In 2021 Almost Half of the Crypto Scams Were Made Using Social Networks — FTC

According to a report by the US Federal Trade Commission (FTC), in 2021, almost half of all cryptocurrency-related fraudulent activities were from social media platforms.

In a year, scammers received approximately $1 billion in various cryptocurrencies. This is five times the “fraud profit” for 2020, and almost 60 times the figure for 2018.

As of March 31, 2022, the amount of cryptocurrency that scammers received using their schemes reached half of the 2021 figure.
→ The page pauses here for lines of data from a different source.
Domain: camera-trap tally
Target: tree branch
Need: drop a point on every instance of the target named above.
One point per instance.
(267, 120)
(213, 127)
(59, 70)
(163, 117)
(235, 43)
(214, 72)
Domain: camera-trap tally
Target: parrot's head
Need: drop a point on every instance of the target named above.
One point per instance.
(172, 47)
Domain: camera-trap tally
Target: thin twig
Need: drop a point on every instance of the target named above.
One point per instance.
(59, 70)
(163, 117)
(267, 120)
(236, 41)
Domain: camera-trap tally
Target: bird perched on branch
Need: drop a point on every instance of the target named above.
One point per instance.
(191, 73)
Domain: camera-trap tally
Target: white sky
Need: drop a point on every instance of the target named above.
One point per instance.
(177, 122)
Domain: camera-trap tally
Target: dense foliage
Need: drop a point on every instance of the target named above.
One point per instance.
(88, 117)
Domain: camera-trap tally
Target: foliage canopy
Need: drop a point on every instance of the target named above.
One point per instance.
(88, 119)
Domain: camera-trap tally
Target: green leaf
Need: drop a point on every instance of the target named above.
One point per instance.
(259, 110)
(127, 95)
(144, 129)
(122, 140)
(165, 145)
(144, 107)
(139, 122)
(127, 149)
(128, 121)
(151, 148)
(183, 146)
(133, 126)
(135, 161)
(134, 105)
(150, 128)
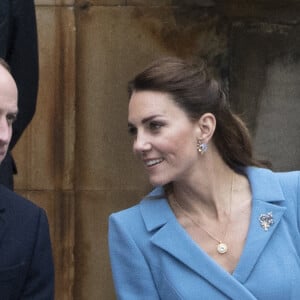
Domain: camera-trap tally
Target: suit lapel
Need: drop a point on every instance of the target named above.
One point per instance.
(2, 213)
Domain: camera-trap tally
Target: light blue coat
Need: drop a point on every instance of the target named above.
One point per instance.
(152, 257)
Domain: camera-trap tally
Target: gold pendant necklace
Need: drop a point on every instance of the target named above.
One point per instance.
(222, 247)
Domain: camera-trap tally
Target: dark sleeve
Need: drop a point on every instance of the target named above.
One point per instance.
(22, 56)
(39, 283)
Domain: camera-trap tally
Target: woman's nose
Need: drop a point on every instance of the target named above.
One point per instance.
(141, 143)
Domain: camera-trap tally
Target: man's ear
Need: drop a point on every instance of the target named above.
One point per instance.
(206, 127)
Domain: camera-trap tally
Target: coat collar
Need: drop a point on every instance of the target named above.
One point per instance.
(170, 236)
(3, 202)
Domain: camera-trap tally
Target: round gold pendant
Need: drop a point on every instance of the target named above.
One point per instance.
(222, 248)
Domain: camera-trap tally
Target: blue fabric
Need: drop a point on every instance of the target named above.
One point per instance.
(26, 264)
(152, 257)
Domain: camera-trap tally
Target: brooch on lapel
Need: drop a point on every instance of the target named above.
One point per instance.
(266, 220)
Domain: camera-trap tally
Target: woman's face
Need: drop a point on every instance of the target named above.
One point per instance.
(163, 137)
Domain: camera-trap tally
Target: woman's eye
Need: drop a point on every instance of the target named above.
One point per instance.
(155, 125)
(11, 118)
(132, 130)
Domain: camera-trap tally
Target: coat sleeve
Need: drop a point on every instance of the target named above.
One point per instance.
(131, 273)
(39, 282)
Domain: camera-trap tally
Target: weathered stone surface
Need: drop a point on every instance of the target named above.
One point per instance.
(75, 159)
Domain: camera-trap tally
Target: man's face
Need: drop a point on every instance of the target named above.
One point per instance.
(8, 109)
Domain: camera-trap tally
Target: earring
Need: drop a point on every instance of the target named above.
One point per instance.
(201, 147)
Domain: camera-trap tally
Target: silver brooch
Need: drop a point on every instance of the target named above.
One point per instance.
(266, 220)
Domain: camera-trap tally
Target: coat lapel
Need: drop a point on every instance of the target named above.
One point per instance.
(267, 197)
(172, 238)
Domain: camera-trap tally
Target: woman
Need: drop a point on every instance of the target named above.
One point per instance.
(218, 224)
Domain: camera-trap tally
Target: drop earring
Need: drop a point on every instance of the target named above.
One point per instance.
(201, 147)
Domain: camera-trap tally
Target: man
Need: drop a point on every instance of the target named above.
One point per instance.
(19, 48)
(26, 264)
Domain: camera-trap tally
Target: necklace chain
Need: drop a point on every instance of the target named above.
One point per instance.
(222, 247)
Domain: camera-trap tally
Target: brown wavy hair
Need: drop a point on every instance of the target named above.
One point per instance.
(196, 92)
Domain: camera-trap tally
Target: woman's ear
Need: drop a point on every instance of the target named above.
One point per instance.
(206, 127)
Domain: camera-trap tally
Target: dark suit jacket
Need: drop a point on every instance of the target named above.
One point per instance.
(18, 46)
(26, 264)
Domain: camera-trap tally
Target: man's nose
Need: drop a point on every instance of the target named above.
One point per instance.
(5, 131)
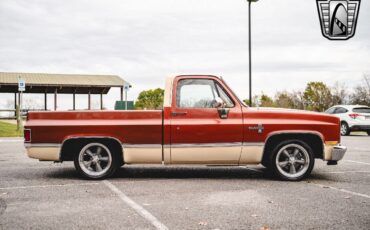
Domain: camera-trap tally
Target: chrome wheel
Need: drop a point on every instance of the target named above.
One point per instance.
(343, 129)
(292, 161)
(95, 160)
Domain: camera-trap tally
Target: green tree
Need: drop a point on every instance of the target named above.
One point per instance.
(266, 101)
(150, 99)
(361, 94)
(317, 96)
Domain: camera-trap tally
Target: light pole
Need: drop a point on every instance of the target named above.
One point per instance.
(250, 51)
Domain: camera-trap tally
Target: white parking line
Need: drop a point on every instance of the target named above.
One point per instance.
(46, 186)
(140, 210)
(344, 172)
(358, 162)
(342, 190)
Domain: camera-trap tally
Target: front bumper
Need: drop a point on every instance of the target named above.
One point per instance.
(43, 152)
(334, 153)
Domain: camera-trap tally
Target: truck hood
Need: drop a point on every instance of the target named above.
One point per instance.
(292, 114)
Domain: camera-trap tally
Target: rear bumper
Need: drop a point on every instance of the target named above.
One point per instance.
(43, 152)
(334, 153)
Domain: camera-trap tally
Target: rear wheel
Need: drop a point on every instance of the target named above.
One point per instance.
(96, 161)
(292, 160)
(344, 129)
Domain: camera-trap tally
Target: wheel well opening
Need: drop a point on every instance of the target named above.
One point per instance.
(314, 141)
(72, 146)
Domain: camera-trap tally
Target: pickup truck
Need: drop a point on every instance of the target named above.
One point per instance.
(202, 122)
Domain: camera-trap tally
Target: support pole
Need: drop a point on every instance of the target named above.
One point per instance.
(122, 93)
(74, 101)
(15, 104)
(125, 99)
(101, 102)
(250, 55)
(55, 100)
(89, 101)
(45, 101)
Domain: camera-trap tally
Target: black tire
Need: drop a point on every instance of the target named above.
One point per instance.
(299, 161)
(96, 161)
(344, 129)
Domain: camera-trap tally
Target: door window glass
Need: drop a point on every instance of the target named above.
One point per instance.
(195, 93)
(340, 110)
(361, 110)
(200, 93)
(330, 111)
(223, 95)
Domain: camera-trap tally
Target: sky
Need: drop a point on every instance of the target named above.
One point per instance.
(145, 41)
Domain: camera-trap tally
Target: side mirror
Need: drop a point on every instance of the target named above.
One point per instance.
(223, 113)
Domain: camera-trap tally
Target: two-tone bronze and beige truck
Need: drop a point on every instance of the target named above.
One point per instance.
(202, 122)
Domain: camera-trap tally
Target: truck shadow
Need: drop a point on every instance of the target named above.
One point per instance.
(157, 172)
(189, 172)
According to the FTC, the following platforms are very popular among scammers for crypto-fraud: Instagram (32%), Facebook (26%), WhatsApp (9%) and Telegram (7%).

Interestingly, Twitter, the favourite social network of the crypto community, was not mentioned in the report despite being inundated with spam and scam bots promoting fake crypto giveaways.
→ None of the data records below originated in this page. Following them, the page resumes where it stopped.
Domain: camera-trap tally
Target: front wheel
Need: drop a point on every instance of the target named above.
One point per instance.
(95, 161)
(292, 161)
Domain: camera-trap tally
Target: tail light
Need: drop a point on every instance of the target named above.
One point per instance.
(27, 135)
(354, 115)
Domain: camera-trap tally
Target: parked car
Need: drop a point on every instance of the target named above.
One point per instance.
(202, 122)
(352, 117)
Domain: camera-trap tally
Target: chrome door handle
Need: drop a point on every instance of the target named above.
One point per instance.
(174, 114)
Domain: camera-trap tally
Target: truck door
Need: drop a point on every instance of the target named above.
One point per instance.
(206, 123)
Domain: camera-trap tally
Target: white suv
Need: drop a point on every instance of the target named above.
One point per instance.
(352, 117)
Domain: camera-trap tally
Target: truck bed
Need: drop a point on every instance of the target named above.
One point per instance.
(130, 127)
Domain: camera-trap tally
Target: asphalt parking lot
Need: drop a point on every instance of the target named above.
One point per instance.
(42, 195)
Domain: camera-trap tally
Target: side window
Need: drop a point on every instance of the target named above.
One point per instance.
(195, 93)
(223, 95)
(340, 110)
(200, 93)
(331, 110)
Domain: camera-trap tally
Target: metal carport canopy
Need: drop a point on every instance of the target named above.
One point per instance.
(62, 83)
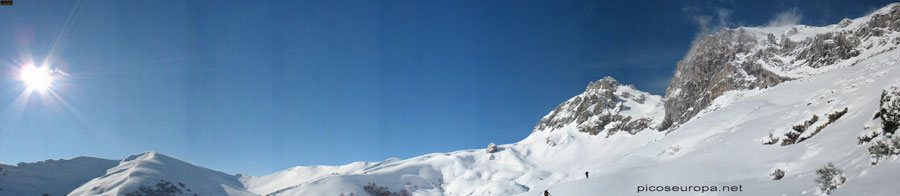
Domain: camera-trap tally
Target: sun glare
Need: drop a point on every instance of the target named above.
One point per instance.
(36, 78)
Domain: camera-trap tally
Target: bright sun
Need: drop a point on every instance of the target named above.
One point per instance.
(36, 78)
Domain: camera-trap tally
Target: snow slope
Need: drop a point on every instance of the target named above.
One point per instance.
(738, 139)
(54, 177)
(161, 173)
(722, 147)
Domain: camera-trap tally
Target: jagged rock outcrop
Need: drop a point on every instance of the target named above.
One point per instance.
(606, 105)
(761, 57)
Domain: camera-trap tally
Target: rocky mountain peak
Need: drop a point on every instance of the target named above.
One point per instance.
(605, 105)
(760, 57)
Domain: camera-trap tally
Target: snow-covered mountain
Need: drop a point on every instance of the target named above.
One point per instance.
(763, 109)
(153, 173)
(760, 57)
(53, 177)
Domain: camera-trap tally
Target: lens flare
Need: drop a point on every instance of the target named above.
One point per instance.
(36, 78)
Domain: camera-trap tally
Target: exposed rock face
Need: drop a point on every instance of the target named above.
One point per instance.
(605, 105)
(761, 57)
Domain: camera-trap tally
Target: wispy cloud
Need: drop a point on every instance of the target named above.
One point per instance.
(708, 23)
(785, 18)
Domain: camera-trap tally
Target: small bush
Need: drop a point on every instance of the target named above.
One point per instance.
(830, 178)
(777, 174)
(376, 190)
(492, 148)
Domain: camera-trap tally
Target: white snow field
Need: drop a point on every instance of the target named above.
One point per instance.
(736, 142)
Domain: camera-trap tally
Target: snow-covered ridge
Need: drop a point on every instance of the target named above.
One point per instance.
(153, 172)
(53, 177)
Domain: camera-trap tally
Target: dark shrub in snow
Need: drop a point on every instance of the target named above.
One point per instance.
(376, 190)
(491, 148)
(777, 174)
(829, 178)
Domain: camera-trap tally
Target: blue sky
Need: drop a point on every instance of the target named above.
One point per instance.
(257, 87)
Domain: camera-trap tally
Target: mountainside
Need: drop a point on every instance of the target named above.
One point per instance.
(791, 110)
(53, 177)
(152, 173)
(761, 57)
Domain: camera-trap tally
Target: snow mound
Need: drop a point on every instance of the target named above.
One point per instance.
(53, 177)
(152, 171)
Judging from fraud reports in the Consumer Sentinel Network FTC, the most common type of crypto scam was investment-related scams, accounting for $575 million of the $1 billion total.

The report also indicates that people aged 20-49 are most likely to fall for the tricks of scammers and lose cryptocurrency. Those over the age of 30 were hit the hardest, accounting for 35% of all reported financial losses from fraud.

The amount of cryptocurrency lost increases by age group, with the average cryptocurrency loss for those over 70 reaching $11,708 compared to $1,000 for 18- and 19-year-olds.